I'm usin spark-2.2.0- with Python3
I'm in front of a problem now and I can't find where it came from.
My project is to adapt a algorithm wrote by data-scientist to be distributed. The code below it's what I have to use to extract the features from images and I have to adapt it to extract features whith pyspark.
import json
import sys
# Dependencies can be installed by running:
# pip install keras tensorflow h5py pillow
# Run script as:
# ./extract-features.py images/*.jpg
from keras.applications.vgg16 import VGG16
from keras.models import Model
from keras.preprocessing import image
from keras.applications.vgg16 import preprocess_input
import numpy as np
def main():
# Load model VGG16 as described in https://arxiv.org/abs/1409.1556
# This is going to take some time...
base_model = VGG16(weights='imagenet')
# Model will produce the output of the 'fc2'layer which is the penultimate neural network layer
# (see the paper above for mode details)
model = Model(input=base_model.input, output=base_model.get_layer('fc2').output)
# For each image, extract the representation
for image_path in sys.argv[1:]:
features = extract_features(model, image_path)
with open(image_path + ".json", "w") as out:
json.dump(features, out)
def extract_features(model, image_path):
img = image.load_img(image_path, target_size=(224, 224))
x = image.img_to_array(img)
x = np.expand_dims(x, axis=0)
x = preprocess_input(x)
features = model.predict(x)
return features.tolist()[0]
if __name__ == "__main__":
main()
I have written the begining of the Code:
rdd = sc.binaryFiles(PathImages)
base_model = VGG16(weights='imagenet')
model = Model(input=base_model.input, output=base_model.get_layer('fc2').output)
rdd2 = rdd.map(lambda x : (x[0], extract_features(model, x[0][5:])))
rdd2.collect()[0]
when I try to extract the feature.

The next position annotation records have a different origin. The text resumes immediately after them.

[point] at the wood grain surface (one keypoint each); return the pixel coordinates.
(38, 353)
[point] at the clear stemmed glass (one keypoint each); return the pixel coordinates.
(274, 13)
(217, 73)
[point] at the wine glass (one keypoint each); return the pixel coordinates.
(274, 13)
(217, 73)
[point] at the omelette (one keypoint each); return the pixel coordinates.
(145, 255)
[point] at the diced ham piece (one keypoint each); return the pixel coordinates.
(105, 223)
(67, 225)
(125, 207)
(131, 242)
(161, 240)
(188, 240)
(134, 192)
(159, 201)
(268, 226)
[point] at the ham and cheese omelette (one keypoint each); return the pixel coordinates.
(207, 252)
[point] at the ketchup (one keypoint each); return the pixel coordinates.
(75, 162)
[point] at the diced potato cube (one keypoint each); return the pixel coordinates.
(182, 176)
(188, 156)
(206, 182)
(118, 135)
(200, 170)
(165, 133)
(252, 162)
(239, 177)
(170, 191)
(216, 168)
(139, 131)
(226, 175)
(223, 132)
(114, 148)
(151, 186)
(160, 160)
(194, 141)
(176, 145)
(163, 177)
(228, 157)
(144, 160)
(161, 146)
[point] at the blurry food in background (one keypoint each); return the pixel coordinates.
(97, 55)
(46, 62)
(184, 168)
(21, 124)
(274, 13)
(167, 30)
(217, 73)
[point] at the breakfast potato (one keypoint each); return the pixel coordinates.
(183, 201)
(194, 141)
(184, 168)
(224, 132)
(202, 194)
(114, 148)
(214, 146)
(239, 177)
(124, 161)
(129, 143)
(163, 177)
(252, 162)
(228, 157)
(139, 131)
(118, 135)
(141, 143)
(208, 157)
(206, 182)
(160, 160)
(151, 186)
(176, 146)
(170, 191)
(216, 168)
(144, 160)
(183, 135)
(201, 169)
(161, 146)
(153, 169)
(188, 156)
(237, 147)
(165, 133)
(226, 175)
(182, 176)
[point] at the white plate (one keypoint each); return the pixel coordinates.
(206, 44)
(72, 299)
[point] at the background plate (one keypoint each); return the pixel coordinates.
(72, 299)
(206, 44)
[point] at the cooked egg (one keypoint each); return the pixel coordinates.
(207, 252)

There is an error.
~/Code/spark-2.2.0-bin-hadoop2.7/python/pyspark/cloudpickle.py in
save_file(self, obj)
623 return self.save_reduce(getattr, (sys,'stderr'), obj=obj)
624 if obj is sys.stdin:
--> 625 raise pickle.PicklingError("Cannot pickle standard input")
626 if hasattr(obj, 'isatty') and obj.isatty():
627 raise pickle.PicklingError("Cannot pickle files that map to tty objects")
PicklingError: Cannot pickle standard input
I try multiple thing and here is my first result. I know that the error come from the line below in the method extract_features:
features = model.predict(x)
and when I try to run this line out of a map function or pyspark, this work fine.
I think the problem come from the object "model" and his serialisation whith pyspark.
Maybe I don't use a good way to distribute this with pyspark and if you have any clew to help me, I will take them.
Thanks in advance.